Adventure Theatre offers pleasant, lively ‘Charlotte’s Web’
By Celia Wren
Tuesday, Aug. 2, 2011
An industrious arachnid might be proud of the unassuming high-wire act Joseph Robinette pulled off with his dramatization of "Charlotte's Web" at Adventure Theatre. Into an hour-long show that requires just a handful of actors, the playwright managed to distill the essence of E.B. White's beloved children's book, which runs 100-plus pages and features a mini-Noah's Ark of idiosyncratic animal and human characters.
In director Serge Seiden's pleasant, lively staging of the play, six performers scurry about to conjure up a bustling farm and a country fairground. A young pig frolics, geese and crusty New Englanders amble about, and the actions of an ingenious spider teach lessons about friendship, generosity and the power of properly spelled words. (The show is recommended for age 3 and up.)

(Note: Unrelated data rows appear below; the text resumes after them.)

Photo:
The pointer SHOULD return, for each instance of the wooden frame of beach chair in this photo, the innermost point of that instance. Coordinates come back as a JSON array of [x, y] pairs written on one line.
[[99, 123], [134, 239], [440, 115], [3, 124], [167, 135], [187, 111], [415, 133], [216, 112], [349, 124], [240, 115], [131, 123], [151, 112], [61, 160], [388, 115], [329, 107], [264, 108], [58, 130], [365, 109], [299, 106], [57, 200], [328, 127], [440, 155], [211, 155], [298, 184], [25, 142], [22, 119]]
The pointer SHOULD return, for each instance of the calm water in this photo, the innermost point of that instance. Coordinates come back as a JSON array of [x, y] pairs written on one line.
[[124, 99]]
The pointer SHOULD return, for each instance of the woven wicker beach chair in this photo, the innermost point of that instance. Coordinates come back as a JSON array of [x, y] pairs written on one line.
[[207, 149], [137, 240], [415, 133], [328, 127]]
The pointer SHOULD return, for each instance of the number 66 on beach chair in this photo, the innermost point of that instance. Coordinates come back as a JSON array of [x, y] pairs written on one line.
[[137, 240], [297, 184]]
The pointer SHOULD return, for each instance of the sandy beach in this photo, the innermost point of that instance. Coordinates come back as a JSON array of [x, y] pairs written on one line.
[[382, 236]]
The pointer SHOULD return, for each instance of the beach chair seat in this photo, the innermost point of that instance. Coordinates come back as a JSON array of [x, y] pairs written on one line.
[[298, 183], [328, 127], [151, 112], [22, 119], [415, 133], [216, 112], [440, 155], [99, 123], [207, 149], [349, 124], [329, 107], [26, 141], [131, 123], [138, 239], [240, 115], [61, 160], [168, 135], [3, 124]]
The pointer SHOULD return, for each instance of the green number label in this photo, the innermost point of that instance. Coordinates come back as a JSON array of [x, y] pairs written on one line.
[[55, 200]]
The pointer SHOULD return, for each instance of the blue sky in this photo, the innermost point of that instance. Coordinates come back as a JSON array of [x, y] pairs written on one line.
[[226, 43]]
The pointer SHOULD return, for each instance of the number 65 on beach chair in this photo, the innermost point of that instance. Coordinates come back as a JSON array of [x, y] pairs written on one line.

The proceedings get a boost from designer Luciana Stecconi's detailed barn setting, whose wood-slat walls are decked out with ropes, a harness, a wagon wheel and other agrarian paraphernalia. This straw-scattered milieu first represents the birthplace of Wilbur (Davis Hasty), a runty piglet who becomes protege to a little girl named Fern (Blair Bowers). Wilbur soon moves to a nearby farm, but his real destination would be bacon, were it not for Charlotte (Deidra LaWan Starnes), a selfless spider who comes up with a scheme to save his life.
Jumping, pirouetting and jogging excitedly in place, Hasty's Wilbur brims with appealing childish energy - and he looks adorable in his pink baseball cap, pink shirt and pink sneakers, with a pink kerchief jutting from his jeans' back pocket. (Heather Lockard designed the expressive anthropomorphic costumes.) Starnes, who often stands in a wide-stance plie, sinuously undulating her hands and arms, invests Charlotte with charisma and maternal poise, adding layers of peaceful exhaustion as the spider nears her natural end.
But some of the most enjoyable portraits come from role-juggling ensemble members. Chris Mancusi's depiction of a snorting, self-satisfied pig named Uncle is as piquant as his baleful, doddering Sheep (who totters around with spectacles and a walking stick). Danny Pushkin (a castmate of this critic in a 2010 Capital Fringe Festival production) has zesty turns as (among other characters) a curmudgeonly farmhand and a dimwitted, opinionated goose, whose swooping back and head movements look extremely gooselike. At the reviewed performance, Jude Tibeau slunk around plausibly as Templeton, a solipsistic rat. (Jason B. McIntosh usually fills the role.)
"Charlotte's Web" might benefit from a subtler sound design: The sweeping strains of classical music that burst out occasionally beg too overtly for audience emotion. But young audiences will perhaps not care that this effect - apologies, Wilbur - is a little hammy.